When I think about this, I get angry. But I’m angry at the culture itself, I’m angry at the way people are forced to hate themselves, not at women who fit into the ‘superior’ category. This is where I draw an important line, because most of us can recognise how we shouldn’t feel inferior for being fat/thin/having different facial features. (Although that doesn’t necessarily mean that we don’t). What I’ve found increasingly troubling is this rhetoric of ‘real’ women (as if there is such a thing). Now, it seems, those who sell us are insecurities are trying to sell our differences, too. Now we’re told that ‘‘real’ women have curves’. ‘Real women have meat on their bones’.  

Now we’re taught that rather than challenge the idea that one body is inferior on the basis of specific characteristics, we should challenge other women. ‘Bigger women’ have been told (and some embraced the idea) that other women, judged in the same society, oppressed by the same narrow guidelines of ‘attractiveness’ are the direct enemy to their body autonomy. I’ve seen this warped idea play out in several social situations, from other ‘bigger’ friends saying things like ‘(Slim girl) might be thin, but she’s really ugly’ or ‘(Slim girl) has a body like a child, she’s not even like a woman’. Most horrifyingly, I’ve seen it play out when a relative said of ‘anorexics’; ‘It’s the way they think, they hate us’ and continued to insult them on the basis of their condition.
No!
Just stop.
Like everyone else in this distorted reality, people who suffer from anorexia are taught to hate themselves.

What can stop this slaughter, this construct that is literally killing people? Well I don’t have all the answers, but it’s my belief that thorough and far reaching social change would ignite a process of women collectively shunning these prescriptive standards. I believe the media and corporations being owned by the people would result in media and businesses that work for people not profits at any cost. These things I believe, but some things I know.

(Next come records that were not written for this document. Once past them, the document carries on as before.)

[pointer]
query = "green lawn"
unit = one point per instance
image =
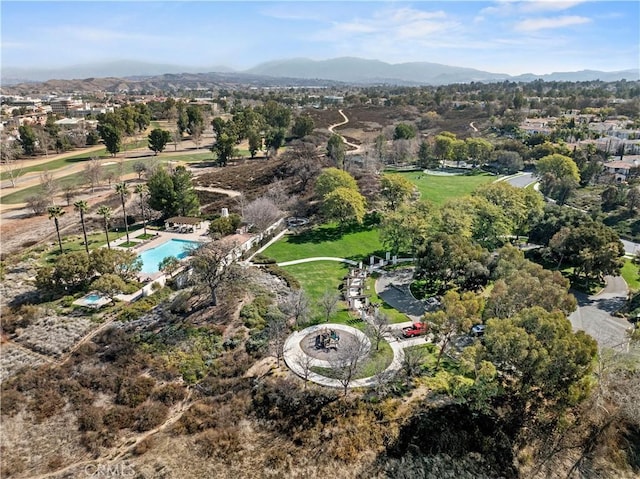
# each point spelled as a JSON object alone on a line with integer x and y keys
{"x": 438, "y": 189}
{"x": 327, "y": 240}
{"x": 630, "y": 274}
{"x": 70, "y": 160}
{"x": 395, "y": 316}
{"x": 76, "y": 179}
{"x": 59, "y": 163}
{"x": 317, "y": 277}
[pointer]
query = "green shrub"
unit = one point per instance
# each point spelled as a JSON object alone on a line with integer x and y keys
{"x": 169, "y": 394}
{"x": 150, "y": 415}
{"x": 251, "y": 317}
{"x": 261, "y": 259}
{"x": 119, "y": 417}
{"x": 90, "y": 418}
{"x": 134, "y": 391}
{"x": 136, "y": 309}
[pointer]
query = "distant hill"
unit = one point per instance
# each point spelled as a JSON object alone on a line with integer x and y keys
{"x": 345, "y": 70}
{"x": 121, "y": 69}
{"x": 358, "y": 70}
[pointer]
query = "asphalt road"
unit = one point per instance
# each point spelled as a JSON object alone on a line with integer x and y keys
{"x": 594, "y": 314}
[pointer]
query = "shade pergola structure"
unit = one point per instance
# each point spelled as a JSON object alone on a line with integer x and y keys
{"x": 183, "y": 223}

 I know that my struggle against body elitism is more than giving the finger to people who walk past me and sneer or laugh. I know that I never want anyone to have to be bullied like I was for their appearance. But more than this, I know that other women, other people are not my enemy, because no matter how ‘pretty’, ‘skinny’ or healthy another person is, they are still judged, every day. I wouldn’t wish my experiences on them, and I certainly don’t blame them for my suffering. If I want liberation from constrictive body ideals, I want it for everyone, regardless of shape, race, ability, facial features and regardless of whether society sees them as ‘prettier’ than me.